Valentino promotes simplified fashion for everyday living
Valentino brought Milan Fashion Week to a close beautifully on Sunday. The brand, which returned to the Lombard capital after 13 years of runways in Paris, did not disappoint with its collection, which mixed romantic touches with a perfectly contemporary aesthetic, all while focusing on a concept of simplicity that felt particularly pertinent in the current context of the Covid-19 pandemic.
In order to reduce the risk of spreading the virus, the Rome-based fashion house intensified its security measures and chose a gigantic venue for its show: the old hangar of the Macchi foundry, which welcomed guests with open doors into a space interspersed with islands of ferns and wildflowers. In the middle of this rough and dusty industrial environment, the brand set up a stage with a grand piano, which accompanied the vocals of London-born singer-songwriter Labrinth.
It was therefore to an emotive soul melody punctuated by finger clicks that the diverse male and female models, picked via street casting and brought together for the first time at the show, appeared, suddenly bringing a breath of life into the location. It was a very precise way for creative director Pierpaolo Piccioli to redefine the codes of the house, developing its wardrobe towards a more simplified attitude and forms.
The collection kicked off with a little black dress revised as a playsuit and continued with looks of the utmost simplicity: a series of essential tailored pieces in various shades of monochrome, but particularly in black and white. Then the aesthetic began to broaden subtly, bringing in other wardrobe classics, such as a white shirt, or a pair of five-pocket jeans, which were the result of a collaboration with Levi's and were paired with a diaphanous blouse in silk muslin, not to mention the shorts and blazers.

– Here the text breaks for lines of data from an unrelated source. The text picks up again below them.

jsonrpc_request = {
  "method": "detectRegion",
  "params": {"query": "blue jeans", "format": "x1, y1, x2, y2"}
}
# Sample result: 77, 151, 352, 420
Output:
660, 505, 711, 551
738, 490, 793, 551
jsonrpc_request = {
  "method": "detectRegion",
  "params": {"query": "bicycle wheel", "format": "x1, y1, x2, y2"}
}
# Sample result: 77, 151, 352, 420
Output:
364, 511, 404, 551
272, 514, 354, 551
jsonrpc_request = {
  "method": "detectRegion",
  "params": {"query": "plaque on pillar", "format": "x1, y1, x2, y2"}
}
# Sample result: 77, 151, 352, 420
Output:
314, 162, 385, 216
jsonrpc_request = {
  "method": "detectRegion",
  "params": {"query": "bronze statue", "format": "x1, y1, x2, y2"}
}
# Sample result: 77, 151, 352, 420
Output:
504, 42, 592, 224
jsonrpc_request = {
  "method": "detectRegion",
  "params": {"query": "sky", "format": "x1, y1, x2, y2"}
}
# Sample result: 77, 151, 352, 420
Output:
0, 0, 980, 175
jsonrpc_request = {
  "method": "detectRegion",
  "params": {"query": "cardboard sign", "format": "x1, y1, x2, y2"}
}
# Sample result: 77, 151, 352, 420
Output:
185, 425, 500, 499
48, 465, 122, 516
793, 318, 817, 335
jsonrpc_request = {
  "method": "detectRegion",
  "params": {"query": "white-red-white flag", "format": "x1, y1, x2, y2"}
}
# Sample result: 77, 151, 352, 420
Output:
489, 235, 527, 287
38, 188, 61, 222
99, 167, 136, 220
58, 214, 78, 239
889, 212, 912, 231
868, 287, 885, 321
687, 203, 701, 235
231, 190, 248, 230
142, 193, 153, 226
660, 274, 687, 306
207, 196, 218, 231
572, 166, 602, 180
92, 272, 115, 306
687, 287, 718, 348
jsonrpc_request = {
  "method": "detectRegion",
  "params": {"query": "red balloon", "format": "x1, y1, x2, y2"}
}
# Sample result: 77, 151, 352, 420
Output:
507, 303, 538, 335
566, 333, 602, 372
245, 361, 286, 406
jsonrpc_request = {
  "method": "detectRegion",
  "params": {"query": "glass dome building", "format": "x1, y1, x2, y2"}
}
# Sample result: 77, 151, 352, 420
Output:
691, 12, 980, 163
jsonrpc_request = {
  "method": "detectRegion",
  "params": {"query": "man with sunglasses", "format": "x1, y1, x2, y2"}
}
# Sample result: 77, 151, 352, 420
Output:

Gradually looks began to be enriched by the introduction of colour, reimagined prints from the house's archives, and lace, which all had starring roles this season. Loose white shirts with bibs were elevated with guipure and worn with cycling shorts, or were drenched in colour, alternating mauve and candy pink, and slipped over mini-shorts.
Large black cardigans were crocheted, as were some little 3D pieces, while jumpers were loosely knit and a macramé skirt took on the air of a net. Elsewhere, colourful appliqué flowers bloomed and spread across lace looks in black, white or nude.
Maxi or ultra-short
Slowly the collection's register expanded through the introduction of giant flower prints on silk pieces in purple, green, yellow and red. These floral fabrics were used to make maxi-dresses, taking the form of capes and kaftans, but also to tailor shirts, shorts and even a sweatshirt. For the evening, the looks were an explosion of vibrant hues, seen in floating dresses with trains, executed in muslin or intangible chiffon.
There was no need for other decorations or embellishments. Valentino's new woman shows what she's worth through her personality and desires, mixing and matching pieces as she likes. She dares to don lace couture for her day-to-day wear and a monochrome dress for the evening.
The men on the runway were just as cool, and no less elegant, wearing loose suits, shirts and comfortable shorts. Just like their female alter egos, they opted for large jackets or lacy shirts worn over short shorts or a simple pair of jeans.
There were no half measures in this collection for Spring/Summer 2021, which was focused around clothes to be lived in on a daily basis, while accessories were relegated to a secondary role. The only possible lengths were maxi or ultra-short.
As explained by the brand in its programme notes: "The result is a suggestion of what Valentino can be now, by following a new perspective. It's a reflection about the values which constitute an identity which is constantly evolving and not about the aesthetic that manifests it."